Under today’s methods, voltage and frequency support needs are considered separately from power needs. But new regulations could provide power resources, voltage support and frequency balancing that operate much more quickly than traditional alternatives, he said. Those include California's plan to add advanced inverter features to the state’s distributed solar PV fleet, and the new energy storage resources that could come to the SONGS service region as part of the state’s mandate to add 1.3 gigawatts of grid-scale storage by 2020.
What’s more, they don’t need to come in multi-megawatt units that take years to site and build, but can be added incrementally at much lower cost, said Lewis.
“Preferred resources have a much higher capability of being located where you want them,” he said. “And for frequency balancing, the speed of providing resources to the grid is the most important characteristic — and again, preferred resources are much more valuable than natural gas in being able to provide speed.”
Adding in more demand response and energy storage capacity could further reduce the impact of distributed PV. Clean Coalition’s “Flattening the Duck Curve” paper (PDF) shows how these additions will help mitigate the worst aspects of this future energy imbalance scenario, as the following graphic shows.
These issues don’t pertain specifically to the CPUC’s decision on SONGS. But they do illustrate how complicated it is to weave the new challenges and capabilities of distributed energy, energy storage and flexible demand into traditional grid planning. Southern California Edison’s “Living Pilot” project, which has collected 54 separate proposals for how combinations of renewable, storage and demand-side resources can support local and system-wide grid needs, could help in this process. CPUC’s new order asks SDG&E to start its own Living Pilot project as well.
Having lost their battle for an all-green SONGS replacement strategy, groups like Sierra Club, Clean Coalition and Natural Resources Defense Council are now hoping that utilities keep their future procurement processes as open as possible.

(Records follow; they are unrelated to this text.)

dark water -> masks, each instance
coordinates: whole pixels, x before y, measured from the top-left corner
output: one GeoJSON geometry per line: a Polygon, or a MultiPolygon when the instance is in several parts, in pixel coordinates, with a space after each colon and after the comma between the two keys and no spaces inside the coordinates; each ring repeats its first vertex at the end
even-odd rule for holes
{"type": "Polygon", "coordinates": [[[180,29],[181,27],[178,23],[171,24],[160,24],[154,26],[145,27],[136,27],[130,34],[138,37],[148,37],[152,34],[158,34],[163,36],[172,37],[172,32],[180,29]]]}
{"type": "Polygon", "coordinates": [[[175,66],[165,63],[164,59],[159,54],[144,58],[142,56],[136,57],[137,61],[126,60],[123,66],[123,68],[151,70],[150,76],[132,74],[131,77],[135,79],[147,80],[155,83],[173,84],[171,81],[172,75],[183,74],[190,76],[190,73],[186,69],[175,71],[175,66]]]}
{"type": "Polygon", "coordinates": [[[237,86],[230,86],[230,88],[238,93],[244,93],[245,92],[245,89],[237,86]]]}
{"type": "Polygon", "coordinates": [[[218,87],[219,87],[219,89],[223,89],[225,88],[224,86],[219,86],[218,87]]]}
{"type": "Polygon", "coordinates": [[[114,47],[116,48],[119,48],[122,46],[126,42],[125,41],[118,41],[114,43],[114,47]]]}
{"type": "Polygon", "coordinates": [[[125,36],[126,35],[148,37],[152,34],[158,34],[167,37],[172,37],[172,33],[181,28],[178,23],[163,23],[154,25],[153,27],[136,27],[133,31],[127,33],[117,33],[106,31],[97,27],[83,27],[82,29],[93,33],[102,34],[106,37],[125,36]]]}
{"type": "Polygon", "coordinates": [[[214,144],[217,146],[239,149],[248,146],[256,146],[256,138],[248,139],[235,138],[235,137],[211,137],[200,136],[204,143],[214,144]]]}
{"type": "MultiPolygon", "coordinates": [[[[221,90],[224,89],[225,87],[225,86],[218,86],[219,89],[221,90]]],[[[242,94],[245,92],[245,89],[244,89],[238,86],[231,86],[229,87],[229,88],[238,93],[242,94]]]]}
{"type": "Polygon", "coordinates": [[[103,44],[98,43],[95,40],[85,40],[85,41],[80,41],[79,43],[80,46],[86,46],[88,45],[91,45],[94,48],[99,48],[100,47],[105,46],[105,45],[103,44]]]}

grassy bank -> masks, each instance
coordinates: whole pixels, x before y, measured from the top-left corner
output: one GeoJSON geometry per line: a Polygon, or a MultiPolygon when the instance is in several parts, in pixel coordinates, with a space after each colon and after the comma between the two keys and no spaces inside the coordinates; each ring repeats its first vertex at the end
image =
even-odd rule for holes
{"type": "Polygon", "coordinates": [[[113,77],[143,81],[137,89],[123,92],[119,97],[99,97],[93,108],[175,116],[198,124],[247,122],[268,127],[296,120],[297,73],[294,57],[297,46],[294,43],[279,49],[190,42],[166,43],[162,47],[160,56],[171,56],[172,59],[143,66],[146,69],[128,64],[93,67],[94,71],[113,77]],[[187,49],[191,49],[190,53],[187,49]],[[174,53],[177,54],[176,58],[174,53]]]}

Steven Martinez, legal director of NRDC's California Energy Project, praised the CPUC for including as many green alternatives as it did. But he also called for “improving the accounting of these preferred resources,” so that improvements can be reflected in the region's ongoing progress toward clean air and greenhouse gas reduction goals.
That's going to be a challenge that California's utilities will share, Commissioner Florio noted in Thursday's hearing. After all, this is the first time California has relied on preferred resources for grid reliability needs.
“It’s going to take a lot of hard work by our utilities to orchestrate the combination of preferred resources to provide the reliability qualities that have previously been provided by gas-fired resources,” he said. “It’s going to be a tough challenge, but I believe our utilities will be up to that challenge.”